Keikhosravi Adib, Li Bin, Liu Yuming, Eliceiri Kevin W
Laboratory for Optical and Computational Instrumentation, Department of Biomedical Engineering, University of Wisconsin-Madison, Madison, WI 53706, USA.
Authors contributed equally.
Biomed Opt Express. 2019 Dec 9;11(1):160-173. doi: 10.1364/BOE.11.000160. eCollection 2020 Jan 1.

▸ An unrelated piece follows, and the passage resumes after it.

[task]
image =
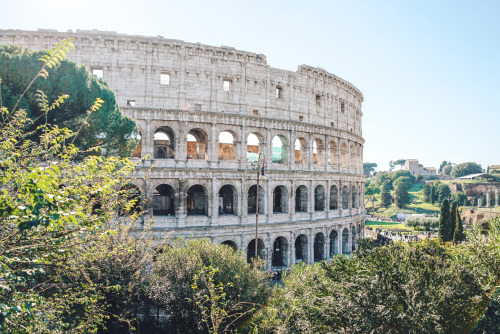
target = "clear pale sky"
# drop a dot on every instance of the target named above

The use of second-harmonic generation (SHG) microscopy in biomedical research is rapidly increasing. This is due in large part to the wide spread interest of using this imaging technique to examine the role of fibrillar collagen organization in diseases such as cancer. The co-examination of SHG images and traditional bright-field (BF) images of hematoxylin and eosin (H&E) stained tissue as a gold standard clinical validation is usually required. However, image registration of these two modalities has been mostly done by manually selecting corresponding landmarks which is labor intensive and error prone. We designed, implemented, and validated the first image intensity-based registration method capable of automatically aligning SHG images and BF images. In our algorithmic approach, a feature extractor is used to pre-process the BF image to block the content features not visible in SHG images and the output image is then aligned with the SHG image by maximizing the common image features. An alignment matrix maximizing the image mutual information is found by evolutionary optimization and the optimization is facilitated using a hierarchical multiresolution framework. The automatic registration results were compared to traditional manual registration to assess the performance of the algorithm. The proposed algorithm has been successfully used in several biomedical studies such as pancreatic and kidney cancer studies and shown great efficacy.
二次谐波产生(SHG)显微镜在生物医学研究中的应用正在迅速增加。这在很大程度上归因于广泛使用这种成像技术来研究纤维状胶原蛋白组织在诸如癌症等疾病中的作用。通常需要将SHG图像与苏木精和伊红(H&E)染色组织的传统明场(BF)图像进行联合检查,作为金标准临床验证。然而,这两种模态的图像配准大多是通过手动选择相应的地标来完成的,这既费力又容易出错。我们设计、实现并验证了第一种基于图像强度的配准方法,该方法能够自动对齐SHG图像和BF图像。在我们的算法方法中,使用特征提取器对BF图像进行预处理,以屏蔽SHG图像中不可见的内容特征,然后通过最大化共同图像特征将输出图像与SHG图像对齐。通过进化优化找到最大化图像互信息的对齐矩阵,并使用分层多分辨率框架促进优化。将自动配准结果与传统手动配准进行比较,以评估算法的性能。所提出的算法已成功应用于多项生物医学研究,如胰腺癌和肾癌研究,并显示出巨大的功效。